Randall Munroe takes a poke at over-valuers of p in this XKCD cartoon
Nature weighed in with their shots against scientists who misuse P values in this February 2014 article by statistics professor Regina Nuzzo. She bemoans the data dredgers who come up with attention-getting counterintuitive results using the widely-accepted 0.05 P filter on long-shot hypotheses. A prime example is the finding by three University of Virginia finding that moderates literally perceived the shades of gray more accurately than extremists on the left and right (P=0.01). As they admirably admitted in this follow up report on Restructuring Incentives and Practices to Promote Truth Over Publishability, this controversial effect evaporated upon replication. This chart on probable cause reveals that these significance chasers produce results with a false-positive rate of near 90%!

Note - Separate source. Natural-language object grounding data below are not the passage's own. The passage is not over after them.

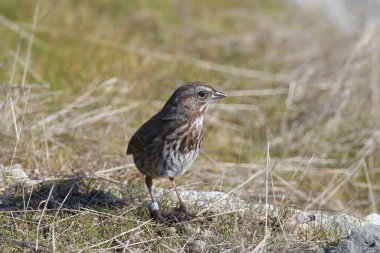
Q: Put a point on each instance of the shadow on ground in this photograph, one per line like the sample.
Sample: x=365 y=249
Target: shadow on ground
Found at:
x=72 y=193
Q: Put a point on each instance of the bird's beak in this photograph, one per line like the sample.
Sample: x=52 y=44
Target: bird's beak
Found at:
x=218 y=95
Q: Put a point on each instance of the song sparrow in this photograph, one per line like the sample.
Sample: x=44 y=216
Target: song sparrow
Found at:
x=168 y=143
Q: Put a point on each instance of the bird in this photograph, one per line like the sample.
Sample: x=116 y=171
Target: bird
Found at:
x=167 y=144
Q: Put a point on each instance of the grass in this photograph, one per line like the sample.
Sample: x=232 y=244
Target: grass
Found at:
x=75 y=86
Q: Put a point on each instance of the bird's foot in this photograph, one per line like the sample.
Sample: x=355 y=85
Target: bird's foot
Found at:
x=184 y=214
x=155 y=212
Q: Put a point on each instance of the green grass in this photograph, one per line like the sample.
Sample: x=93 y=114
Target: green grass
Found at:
x=98 y=70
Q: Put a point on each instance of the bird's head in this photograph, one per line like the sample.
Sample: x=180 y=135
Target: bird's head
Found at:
x=193 y=99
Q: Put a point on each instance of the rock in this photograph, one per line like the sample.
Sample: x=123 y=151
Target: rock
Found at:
x=373 y=218
x=365 y=239
x=15 y=173
x=197 y=245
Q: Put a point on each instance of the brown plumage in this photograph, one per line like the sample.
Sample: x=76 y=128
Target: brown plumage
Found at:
x=168 y=143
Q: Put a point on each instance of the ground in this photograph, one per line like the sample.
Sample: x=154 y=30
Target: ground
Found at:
x=78 y=78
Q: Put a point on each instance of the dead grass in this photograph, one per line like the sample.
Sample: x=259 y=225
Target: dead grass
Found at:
x=77 y=79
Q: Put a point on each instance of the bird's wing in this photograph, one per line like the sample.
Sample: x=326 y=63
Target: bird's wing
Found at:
x=144 y=136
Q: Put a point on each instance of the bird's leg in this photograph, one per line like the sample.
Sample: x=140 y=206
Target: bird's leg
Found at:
x=154 y=209
x=182 y=207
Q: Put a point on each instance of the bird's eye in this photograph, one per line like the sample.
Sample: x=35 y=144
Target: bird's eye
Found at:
x=201 y=94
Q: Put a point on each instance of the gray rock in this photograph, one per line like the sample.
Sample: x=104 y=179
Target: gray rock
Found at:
x=15 y=173
x=373 y=218
x=365 y=239
x=197 y=245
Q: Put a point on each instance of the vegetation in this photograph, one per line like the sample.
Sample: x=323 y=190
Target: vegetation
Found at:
x=78 y=77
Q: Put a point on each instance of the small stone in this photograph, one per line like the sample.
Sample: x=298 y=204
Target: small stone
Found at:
x=197 y=246
x=373 y=218
x=365 y=239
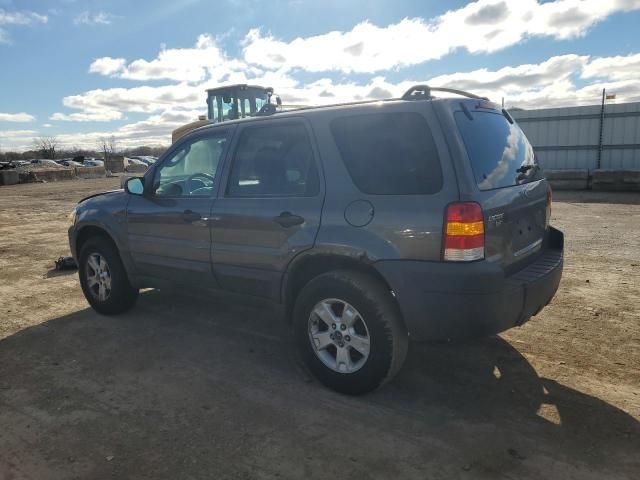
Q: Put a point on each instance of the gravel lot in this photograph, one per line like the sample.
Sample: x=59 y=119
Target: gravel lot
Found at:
x=179 y=388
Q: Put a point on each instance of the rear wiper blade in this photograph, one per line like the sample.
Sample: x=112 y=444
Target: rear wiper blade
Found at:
x=526 y=168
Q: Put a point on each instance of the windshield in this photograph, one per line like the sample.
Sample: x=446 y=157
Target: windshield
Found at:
x=500 y=154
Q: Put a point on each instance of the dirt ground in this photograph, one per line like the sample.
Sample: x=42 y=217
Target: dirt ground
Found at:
x=179 y=388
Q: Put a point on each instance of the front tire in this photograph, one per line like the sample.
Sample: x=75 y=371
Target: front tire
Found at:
x=349 y=331
x=103 y=278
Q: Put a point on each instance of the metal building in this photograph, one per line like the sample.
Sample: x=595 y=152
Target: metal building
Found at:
x=584 y=137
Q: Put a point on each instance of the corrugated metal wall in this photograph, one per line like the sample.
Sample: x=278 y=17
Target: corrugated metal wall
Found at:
x=569 y=137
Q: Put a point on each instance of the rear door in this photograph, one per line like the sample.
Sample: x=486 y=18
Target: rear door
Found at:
x=269 y=209
x=507 y=180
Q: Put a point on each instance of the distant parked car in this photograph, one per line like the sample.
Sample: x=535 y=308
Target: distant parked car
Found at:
x=135 y=161
x=93 y=163
x=147 y=160
x=43 y=162
x=71 y=163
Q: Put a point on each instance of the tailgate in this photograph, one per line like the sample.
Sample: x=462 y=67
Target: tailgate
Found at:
x=513 y=197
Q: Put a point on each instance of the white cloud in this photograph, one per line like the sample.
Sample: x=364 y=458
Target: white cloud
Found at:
x=17 y=18
x=16 y=117
x=21 y=18
x=618 y=67
x=205 y=60
x=107 y=66
x=88 y=18
x=15 y=133
x=88 y=116
x=483 y=26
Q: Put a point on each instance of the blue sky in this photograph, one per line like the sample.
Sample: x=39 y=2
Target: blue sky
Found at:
x=80 y=70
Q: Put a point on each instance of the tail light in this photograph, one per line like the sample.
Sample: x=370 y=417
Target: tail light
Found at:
x=464 y=233
x=548 y=212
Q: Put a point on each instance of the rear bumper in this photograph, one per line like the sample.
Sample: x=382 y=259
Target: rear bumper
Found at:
x=442 y=300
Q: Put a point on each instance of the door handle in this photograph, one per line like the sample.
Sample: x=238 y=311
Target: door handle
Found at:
x=287 y=219
x=190 y=216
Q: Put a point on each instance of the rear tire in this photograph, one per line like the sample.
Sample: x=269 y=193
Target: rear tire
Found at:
x=103 y=278
x=369 y=343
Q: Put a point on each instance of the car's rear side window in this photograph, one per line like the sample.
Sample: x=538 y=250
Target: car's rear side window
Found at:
x=389 y=153
x=274 y=160
x=500 y=154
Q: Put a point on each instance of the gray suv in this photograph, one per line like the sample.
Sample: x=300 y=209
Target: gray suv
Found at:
x=370 y=224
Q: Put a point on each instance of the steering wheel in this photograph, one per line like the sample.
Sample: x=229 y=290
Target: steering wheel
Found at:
x=206 y=176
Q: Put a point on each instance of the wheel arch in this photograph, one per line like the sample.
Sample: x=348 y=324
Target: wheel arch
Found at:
x=88 y=231
x=308 y=267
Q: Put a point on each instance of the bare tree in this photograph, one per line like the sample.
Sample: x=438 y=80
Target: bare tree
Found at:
x=108 y=146
x=46 y=146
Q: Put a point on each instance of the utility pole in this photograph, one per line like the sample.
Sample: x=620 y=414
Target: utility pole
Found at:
x=601 y=130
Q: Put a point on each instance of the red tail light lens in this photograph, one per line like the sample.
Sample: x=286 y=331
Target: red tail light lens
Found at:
x=464 y=232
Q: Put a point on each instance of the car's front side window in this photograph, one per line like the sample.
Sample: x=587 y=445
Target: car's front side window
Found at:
x=192 y=169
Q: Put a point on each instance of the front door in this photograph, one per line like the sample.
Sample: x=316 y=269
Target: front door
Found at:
x=270 y=207
x=168 y=227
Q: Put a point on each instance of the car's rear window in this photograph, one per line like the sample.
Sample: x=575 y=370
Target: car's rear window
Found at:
x=500 y=154
x=389 y=153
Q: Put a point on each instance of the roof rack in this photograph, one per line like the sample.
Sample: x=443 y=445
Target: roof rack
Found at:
x=418 y=92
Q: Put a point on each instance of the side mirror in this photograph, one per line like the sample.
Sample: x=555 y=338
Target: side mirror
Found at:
x=134 y=186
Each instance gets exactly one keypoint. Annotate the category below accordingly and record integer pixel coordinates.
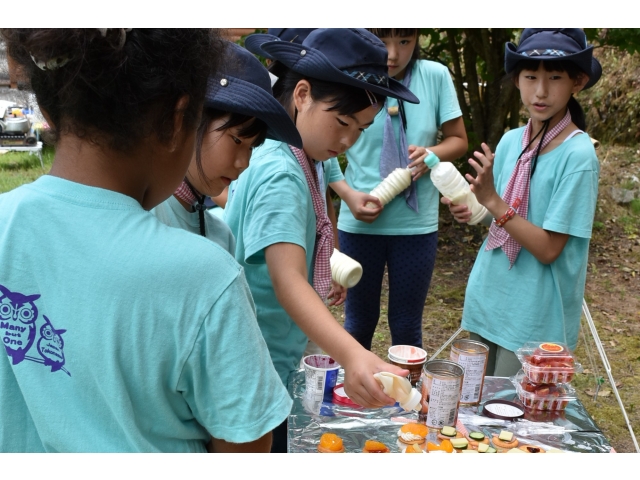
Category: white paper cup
(345, 270)
(410, 358)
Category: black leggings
(409, 260)
(279, 444)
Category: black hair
(577, 114)
(117, 86)
(345, 99)
(400, 32)
(253, 128)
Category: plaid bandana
(324, 230)
(518, 188)
(185, 194)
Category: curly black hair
(116, 86)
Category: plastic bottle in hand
(396, 182)
(452, 185)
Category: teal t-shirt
(123, 334)
(172, 213)
(270, 203)
(533, 301)
(432, 84)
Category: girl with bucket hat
(239, 113)
(332, 85)
(128, 335)
(405, 235)
(540, 188)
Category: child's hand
(417, 156)
(359, 383)
(461, 213)
(360, 204)
(482, 186)
(337, 294)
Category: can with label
(472, 356)
(441, 386)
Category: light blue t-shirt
(123, 334)
(328, 172)
(432, 84)
(532, 301)
(172, 213)
(270, 203)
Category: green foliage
(612, 106)
(627, 39)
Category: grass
(18, 168)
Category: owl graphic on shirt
(18, 315)
(51, 345)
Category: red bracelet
(508, 215)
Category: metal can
(472, 356)
(441, 386)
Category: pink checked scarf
(324, 230)
(518, 188)
(185, 194)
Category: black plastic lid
(502, 410)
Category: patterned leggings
(409, 260)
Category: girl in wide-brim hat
(540, 187)
(403, 240)
(332, 85)
(239, 113)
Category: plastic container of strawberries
(548, 362)
(543, 396)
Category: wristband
(508, 215)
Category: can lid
(340, 397)
(502, 409)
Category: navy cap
(243, 85)
(548, 44)
(351, 56)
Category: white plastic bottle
(345, 270)
(396, 182)
(452, 185)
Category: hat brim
(240, 96)
(254, 42)
(583, 60)
(315, 64)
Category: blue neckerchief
(390, 156)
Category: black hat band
(371, 78)
(549, 52)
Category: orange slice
(330, 442)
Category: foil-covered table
(572, 430)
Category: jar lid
(502, 409)
(340, 397)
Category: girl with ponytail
(540, 187)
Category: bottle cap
(431, 159)
(502, 409)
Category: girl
(528, 281)
(117, 332)
(332, 85)
(404, 236)
(240, 112)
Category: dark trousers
(279, 444)
(409, 260)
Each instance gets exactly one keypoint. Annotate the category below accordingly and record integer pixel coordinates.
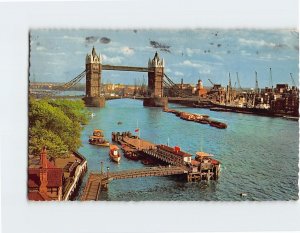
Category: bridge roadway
(98, 182)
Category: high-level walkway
(98, 182)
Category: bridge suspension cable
(173, 87)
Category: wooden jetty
(177, 162)
(199, 118)
(98, 182)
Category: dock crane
(211, 82)
(239, 84)
(271, 80)
(256, 84)
(293, 81)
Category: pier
(169, 162)
(98, 182)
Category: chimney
(43, 171)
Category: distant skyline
(59, 55)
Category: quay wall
(79, 172)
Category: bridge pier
(97, 101)
(156, 102)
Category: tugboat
(114, 153)
(129, 152)
(98, 138)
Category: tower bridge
(158, 81)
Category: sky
(59, 55)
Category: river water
(259, 155)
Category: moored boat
(98, 138)
(218, 124)
(98, 141)
(114, 153)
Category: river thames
(259, 155)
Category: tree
(56, 124)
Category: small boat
(218, 124)
(129, 153)
(203, 121)
(98, 141)
(98, 133)
(114, 153)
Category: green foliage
(56, 124)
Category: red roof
(37, 196)
(195, 162)
(54, 177)
(172, 150)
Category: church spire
(43, 160)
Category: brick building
(45, 182)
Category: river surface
(259, 155)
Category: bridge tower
(155, 83)
(93, 67)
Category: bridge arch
(94, 67)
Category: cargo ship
(218, 124)
(114, 153)
(98, 138)
(130, 153)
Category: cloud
(76, 39)
(55, 54)
(127, 51)
(259, 43)
(205, 71)
(190, 64)
(105, 40)
(41, 48)
(79, 52)
(161, 46)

Nuzzo lays out a number of proposals to put a damper on overly-confident reports on purported scientific studies. I like the preregistered replication standard developed by Andrew Gelman of Columbia University, which he noted in this article on The Statistical Crisis in Science in the November-December issue of American Scientist. This leaves scientists free to pursue potential breakthroughs at early stages when data remain sketchy, while subjecting them to rigorous standards further on—prior to publication.
“The irony is that when UK statistician Ronald Fisher introduced the P value in the 1920s, he did not mean it to be a definitive test. He intended it simply as an informal way to judge whether evidence was significant in the old-fashioned sense: worthy of a second look.”